South Carolina Non-resident Probate Proceedings
From simple to the more complex, the possible manners of holding title, and the "general rule" procedures to address an owner's death are as follows:
1. Owned in a Trust:
In some instances, no filings are necessary at the time of death of the Grantor of a Revocable Trust. If the real property is to remain in trust after the Grantor's death, and no estate tax issues require a change in the manner of holding title in the trust, no change will be necessary. Often, though, estate tax planning requires the filing of a deed to reflect transfer of the property to a specific section of the trust, or to advise the world of a change in Trustees.
Generally, assuming no unusual circumstances, the fee is $300.00 Deed preparation and filing, plus $10.00 recording costs.

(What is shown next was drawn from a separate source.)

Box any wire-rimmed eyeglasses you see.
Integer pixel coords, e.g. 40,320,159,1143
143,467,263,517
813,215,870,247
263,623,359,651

2. Jointly owned with survivorship rights (JTROS):
Real property titled in more than one name in South Carolina does not automatically belong to the remaining owner or owners when one owner dies. This is true even if the joint owners are husband and wife. South Carolina does not recognize the "tenancy by entireties" manner of holding title, which would automatically cause any property owned jointly by a husband and wife to pass automatically at death of one spouse to the surviving spouse.

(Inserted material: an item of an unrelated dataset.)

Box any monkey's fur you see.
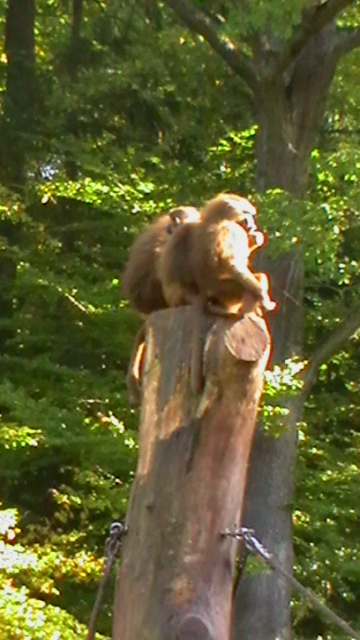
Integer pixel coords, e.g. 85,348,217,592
159,194,276,393
122,207,200,314
122,206,200,404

When ownership is JTROS, however, properly documenting a death, and the subsequent transfer of the property to the surviving owner, is simple. A certified copy of the death certificate must be filed with the Register of Deeds, together with a statement of the property's legal description and derivation.
Generally, assuming no unusual circumstances, the fee is $250.00 for document preparation and filing, plus $10.00 recording costs.

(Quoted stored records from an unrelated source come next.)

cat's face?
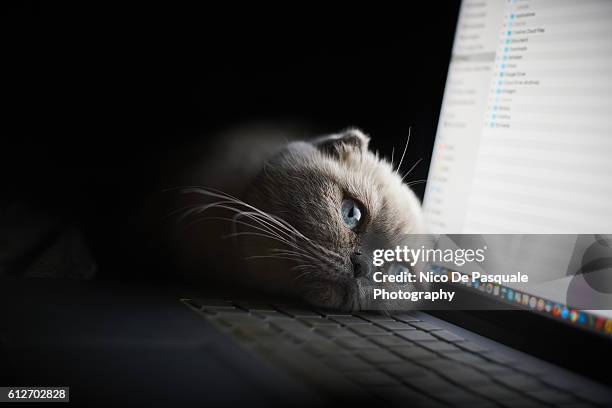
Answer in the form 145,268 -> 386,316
248,129 -> 424,310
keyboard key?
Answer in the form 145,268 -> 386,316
441,366 -> 491,388
431,330 -> 465,343
188,299 -> 235,309
336,336 -> 378,350
420,341 -> 461,353
279,308 -> 321,317
235,302 -> 276,312
473,361 -> 516,377
376,322 -> 416,331
215,314 -> 266,326
395,330 -> 437,341
206,306 -> 248,315
370,336 -> 413,347
381,362 -> 432,379
253,311 -> 293,320
390,346 -> 439,361
457,341 -> 490,354
526,389 -> 578,404
298,317 -> 340,327
444,352 -> 489,366
357,312 -> 393,322
328,316 -> 368,326
314,326 -> 355,338
303,340 -> 347,357
270,319 -> 310,332
495,374 -> 546,391
393,312 -> 421,323
423,359 -> 472,376
410,322 -> 442,331
483,353 -> 516,365
472,383 -> 522,401
350,323 -> 391,336
371,387 -> 446,408
356,350 -> 402,364
347,371 -> 401,388
498,396 -> 548,408
322,355 -> 375,372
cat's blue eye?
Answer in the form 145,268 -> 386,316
340,199 -> 362,229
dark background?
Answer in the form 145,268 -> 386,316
0,1 -> 459,278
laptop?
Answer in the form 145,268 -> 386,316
0,0 -> 612,407
183,0 -> 612,407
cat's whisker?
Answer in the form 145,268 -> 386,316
244,255 -> 299,261
406,179 -> 427,186
395,126 -> 412,174
402,158 -> 423,181
175,186 -> 343,259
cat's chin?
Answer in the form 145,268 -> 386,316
301,278 -> 372,312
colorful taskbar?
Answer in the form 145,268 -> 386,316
431,265 -> 612,336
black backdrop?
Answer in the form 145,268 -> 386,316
0,1 -> 459,278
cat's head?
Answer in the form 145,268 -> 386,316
241,129 -> 424,310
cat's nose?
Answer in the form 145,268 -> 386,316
351,251 -> 370,278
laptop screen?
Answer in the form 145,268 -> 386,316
423,0 -> 612,331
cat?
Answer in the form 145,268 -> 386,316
158,128 -> 425,311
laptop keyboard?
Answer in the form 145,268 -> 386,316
183,299 -> 612,407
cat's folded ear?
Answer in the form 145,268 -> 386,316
312,128 -> 370,159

3. Owned individually, or owned jointly without survivorship rights:
In the case of real estate titled in the decedent's name alone, or jointly with another as "tenants in common", the appointment of a personal representative, also known as an executor, will be necessary. The personal representative "steps into the decedent's shoes", and has the authority to sell real estate, or to convey it to named beneficiaries in a Will, or to the intestate heirs when there is no Will. The personal representative may be appointed in the home State, or South Carolina. Even if the personal representative is appointed in the home State, however, South Carolina law will determine what steps are necessary to clear title to the property of issues arising from the death.
Typical fees, assuming no unusual circumstances, if the personal representative/executor is appointed in the home State, are approximately $1,500.00, plus Court costs and filing fees of roughly $35.00. The actual fee will be based upon hourly billings at the following rates: $325.00/hour for Mr. Bratt; $225.00/hour for Ms. Southerland; and $100.00/hour for paralegals.
In the event that the personal representative is to be appointed in South Carolina, the fee will vary based upon circumstances, and will be based upon the hourly rates above.